Well, I've been working on this call for a while. It's my first completely finished call. It is yellowheart over butternut in a long box style. Don't see many box calls on here. Thanks for the look. 

Patrick

Reactions: Like 3 | EyeCandy! 5 | Way Cool 2


----------



## Kevin (Feb 27, 2016)

That drop dead gorgeous. I hope to build a box call before too long.


----------



## KYTURKEY (Feb 27, 2016)

This is probably the 4th or 5th one I've built, but none of them have made it to this point, for one reason or another.


----------



## jbowers (Feb 27, 2016)

Looks real good, that is something I want to try myself soon. How's she sound


----------



## KYTURKEY (Feb 27, 2016)

Sound is decent. Far from being perfect. I will hunt with it this season, but I can get better sound next time.

Reactions: Like 1


----------



## JR Custom Calls (Feb 27, 2016)

KYTURKEY said:


> Sound is decent. Far from being perfect. I will hunt with it this season, but I can get better sound next time.


I thought I was going to hunt with it this spring...


----------



## KYTURKEY (Feb 27, 2016)

JR Custom Calls said:


> I thought I was going to hunt with it this spring...



I'm far far away from letting one leave my shop. Lol


----------



## JR Custom Calls (Feb 27, 2016)

KYTURKEY said:


> I'm far far away from letting one leave my shop.
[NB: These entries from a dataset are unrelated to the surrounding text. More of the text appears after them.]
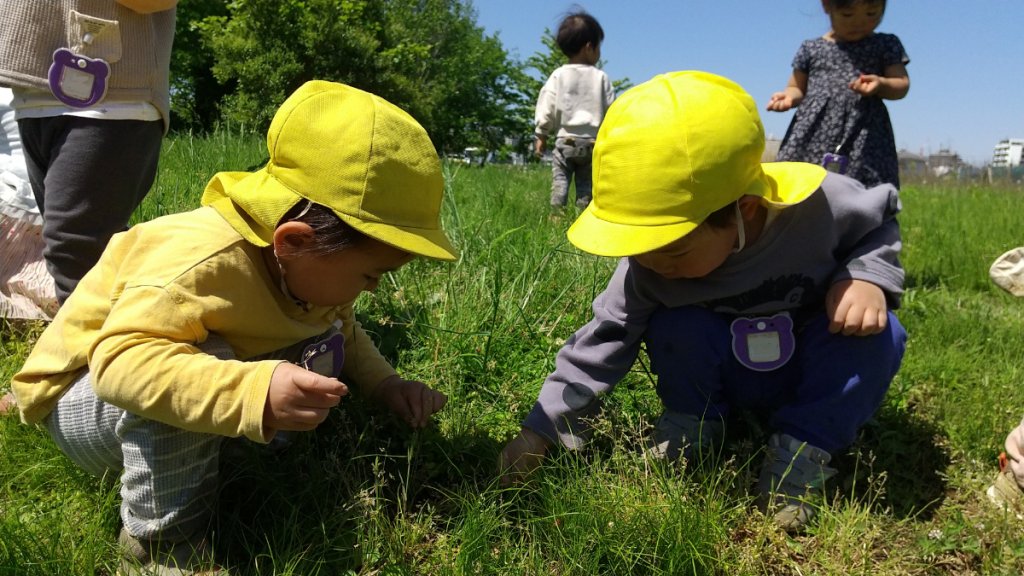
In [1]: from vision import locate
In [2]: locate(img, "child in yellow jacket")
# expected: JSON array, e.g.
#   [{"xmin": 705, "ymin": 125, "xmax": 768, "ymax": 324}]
[{"xmin": 12, "ymin": 81, "xmax": 458, "ymax": 569}]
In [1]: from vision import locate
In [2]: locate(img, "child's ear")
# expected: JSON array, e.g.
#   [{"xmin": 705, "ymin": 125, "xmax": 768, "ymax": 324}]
[
  {"xmin": 736, "ymin": 194, "xmax": 761, "ymax": 221},
  {"xmin": 273, "ymin": 220, "xmax": 316, "ymax": 258}
]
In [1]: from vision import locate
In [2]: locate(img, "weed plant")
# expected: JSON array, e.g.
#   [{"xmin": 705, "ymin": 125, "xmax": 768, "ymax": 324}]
[{"xmin": 0, "ymin": 131, "xmax": 1024, "ymax": 576}]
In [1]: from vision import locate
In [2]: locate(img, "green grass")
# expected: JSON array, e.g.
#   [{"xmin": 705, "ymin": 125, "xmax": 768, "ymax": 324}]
[{"xmin": 0, "ymin": 132, "xmax": 1024, "ymax": 575}]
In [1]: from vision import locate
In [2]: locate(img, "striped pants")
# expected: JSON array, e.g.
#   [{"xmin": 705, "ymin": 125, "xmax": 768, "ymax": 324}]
[{"xmin": 45, "ymin": 328, "xmax": 336, "ymax": 542}]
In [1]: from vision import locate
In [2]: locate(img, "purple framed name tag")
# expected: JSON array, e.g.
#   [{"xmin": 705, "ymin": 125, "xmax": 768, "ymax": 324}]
[
  {"xmin": 47, "ymin": 48, "xmax": 111, "ymax": 108},
  {"xmin": 302, "ymin": 332, "xmax": 345, "ymax": 378},
  {"xmin": 729, "ymin": 313, "xmax": 797, "ymax": 372}
]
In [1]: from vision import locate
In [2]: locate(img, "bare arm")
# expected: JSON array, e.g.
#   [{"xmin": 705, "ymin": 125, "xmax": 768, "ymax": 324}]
[
  {"xmin": 768, "ymin": 70, "xmax": 807, "ymax": 112},
  {"xmin": 850, "ymin": 64, "xmax": 910, "ymax": 100}
]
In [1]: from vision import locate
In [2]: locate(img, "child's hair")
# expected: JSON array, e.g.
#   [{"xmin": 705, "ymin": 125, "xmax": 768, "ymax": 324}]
[
  {"xmin": 825, "ymin": 0, "xmax": 886, "ymax": 10},
  {"xmin": 281, "ymin": 201, "xmax": 369, "ymax": 256},
  {"xmin": 705, "ymin": 200, "xmax": 739, "ymax": 229},
  {"xmin": 555, "ymin": 10, "xmax": 604, "ymax": 57}
]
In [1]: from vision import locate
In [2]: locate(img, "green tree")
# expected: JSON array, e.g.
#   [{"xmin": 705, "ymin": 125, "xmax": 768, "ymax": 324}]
[
  {"xmin": 200, "ymin": 0, "xmax": 386, "ymax": 130},
  {"xmin": 171, "ymin": 0, "xmax": 230, "ymax": 131},
  {"xmin": 193, "ymin": 0, "xmax": 530, "ymax": 152}
]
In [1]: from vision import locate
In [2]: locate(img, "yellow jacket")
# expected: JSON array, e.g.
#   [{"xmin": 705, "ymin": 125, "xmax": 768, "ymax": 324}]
[{"xmin": 12, "ymin": 207, "xmax": 395, "ymax": 442}]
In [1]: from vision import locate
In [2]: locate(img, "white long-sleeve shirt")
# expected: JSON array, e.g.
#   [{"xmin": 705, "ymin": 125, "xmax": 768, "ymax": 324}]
[{"xmin": 534, "ymin": 64, "xmax": 615, "ymax": 138}]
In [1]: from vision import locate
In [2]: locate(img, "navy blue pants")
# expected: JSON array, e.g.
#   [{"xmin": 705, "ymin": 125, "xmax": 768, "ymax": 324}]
[
  {"xmin": 17, "ymin": 116, "xmax": 164, "ymax": 303},
  {"xmin": 645, "ymin": 306, "xmax": 906, "ymax": 453}
]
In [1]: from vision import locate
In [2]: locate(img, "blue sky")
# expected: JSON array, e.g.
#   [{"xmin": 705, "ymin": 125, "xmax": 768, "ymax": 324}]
[{"xmin": 473, "ymin": 0, "xmax": 1024, "ymax": 165}]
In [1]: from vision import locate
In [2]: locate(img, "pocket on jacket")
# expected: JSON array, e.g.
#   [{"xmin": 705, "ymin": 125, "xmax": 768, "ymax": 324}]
[{"xmin": 68, "ymin": 10, "xmax": 122, "ymax": 64}]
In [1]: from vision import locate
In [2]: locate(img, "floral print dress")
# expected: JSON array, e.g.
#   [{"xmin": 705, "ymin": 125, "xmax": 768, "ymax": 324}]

Lol


You got turkeys in there then? Cause you can't even hunt with it if you're not letting it leave the shop

Reactions: Funny 1


----------



## KYTURKEY (Feb 27, 2016)

JR Custom Calls said:


> You got turkeys in there then? Cause you can't even hunt with it if you're not letting it leave the shop



Haha. You know what I mean. Lol


----------



## Bigdrowdy1 (Feb 27, 2016)

Looks like a h3ll of a start for the first one. Your setting the bar for yourself. looks Good.


----------



## ironman123 (Feb 27, 2016)

Very nice looking call.


----------



## Tclem (Feb 27, 2016)

Nice work


----------



## bluedot (Feb 27, 2016)

Nice call it is good to see a box call.


----------